Dalam Pasal 4 Piagam Madinah, tercantum dengan tegas larangan pembunuhan terhadap orang mukmin untuk kepentingan orang kafir dan tidak boleh membantu orang kafir untuk membunuh orang muslim. Larangan tersebut bukan hanya sekedar larangan, melainkan disertai sanksi dengan ancaman pidana mati, kecuali wali di terbunuh rela menerima diat.
- Hak Kemerdekaan Beragama
Dalam Pasal 25 disebutkan dengan jelas:
“Sesungguhnya Yahudi Bani ‘Auf satu umat bersama orang-orang mukmin, bagi kaum Yahudi agama mereka dan bagi orang-orang muslim agama mereka, termasuk sekutu-sekutu dan diri mereka kecuali orang-orang yang berlaku zalim dan berbuat dosa atau khianat, karena sesungguhnya orang yang demikian hanya akan mencelakakan diri dan keluarganya”
Pasal ini menegaskan dan diperoleh kesimpulan bahwa masing-masing golongan yang bersatu sebagai peserta dari piagam madinah bebas dan merdeka memeluk agama mereka.
Selain kepada Bani Auf, kemerdekaan atau kebebasan memeluk agama diberikan juga kepara Yahudi Bani An Najjar (Pasal 26), Yahudi Bani Al Harits (Pasal 27), Yahudi Bani Sa’idah (Pasal 28), Yahudi Bani Jusyam (Pasal 29), Yahudi Bani Aus (Pasal 30), Yahudi Bani Tsa’labah (Pasal 31), Yahudi Bani Jafnah (Pasal 32), Yahudi Bani Syatibah (Pasal 33), sekutu-kutu Tsa’labah (Pasal 34), kerabat Yahudi di luar kota Madinah sama memperoleh perlakuan seperti orang Yahudi (Pasal 33).
- Hak Perlindungan Keamanan
Adanya kebebasan yang diberikan kepada penduduk Madinah, diatur oleh batasan-batasan yang harus dipatuhi.
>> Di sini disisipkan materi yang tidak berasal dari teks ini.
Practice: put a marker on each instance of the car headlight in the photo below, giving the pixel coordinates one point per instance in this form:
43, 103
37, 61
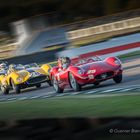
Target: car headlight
80, 72
117, 62
19, 79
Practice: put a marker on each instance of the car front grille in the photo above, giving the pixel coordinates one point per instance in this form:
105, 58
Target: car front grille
108, 75
38, 79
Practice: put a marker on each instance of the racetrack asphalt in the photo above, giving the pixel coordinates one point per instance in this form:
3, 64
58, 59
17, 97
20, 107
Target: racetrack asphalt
131, 81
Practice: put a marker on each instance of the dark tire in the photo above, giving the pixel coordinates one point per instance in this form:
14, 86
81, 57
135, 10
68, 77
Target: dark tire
118, 78
38, 85
50, 83
56, 85
73, 83
16, 88
4, 90
96, 83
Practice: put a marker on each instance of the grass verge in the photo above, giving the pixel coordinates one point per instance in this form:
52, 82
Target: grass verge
128, 55
68, 106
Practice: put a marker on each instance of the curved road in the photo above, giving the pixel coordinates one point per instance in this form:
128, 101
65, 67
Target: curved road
131, 80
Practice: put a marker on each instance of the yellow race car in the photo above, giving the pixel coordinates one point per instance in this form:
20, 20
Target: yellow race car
18, 77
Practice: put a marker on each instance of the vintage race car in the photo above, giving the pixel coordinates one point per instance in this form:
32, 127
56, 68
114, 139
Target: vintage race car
91, 70
25, 76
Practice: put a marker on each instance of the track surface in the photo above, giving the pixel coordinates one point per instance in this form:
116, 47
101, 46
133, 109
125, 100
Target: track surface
131, 81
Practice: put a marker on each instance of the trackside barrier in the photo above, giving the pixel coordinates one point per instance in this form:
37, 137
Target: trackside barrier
105, 28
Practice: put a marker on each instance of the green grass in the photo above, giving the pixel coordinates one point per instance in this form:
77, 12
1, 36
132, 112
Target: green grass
68, 106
Rasulullah Shallahu alaihi wa Sallam tidak pernah memberikan ruang dan kesempatan melakukan kezaliman dan pengkhianatan.
Dalam Piagam Madinah pasal 47 disebutkan, “Sesungguhnya piagam ini tidak membela orang zalim dan berkhianat . Orang yang keluar (terjamin) kemanannya, orang yang berada di Madinah aman, kecuali orang yang zalim dan khianat”
Penegakan hukum tanpa pandang bulu ini pernah ditegakkan oleh Rasulullah terhadap Bani Qainuqa yang melakukan tindakan permusuhan terhadap umat Islam.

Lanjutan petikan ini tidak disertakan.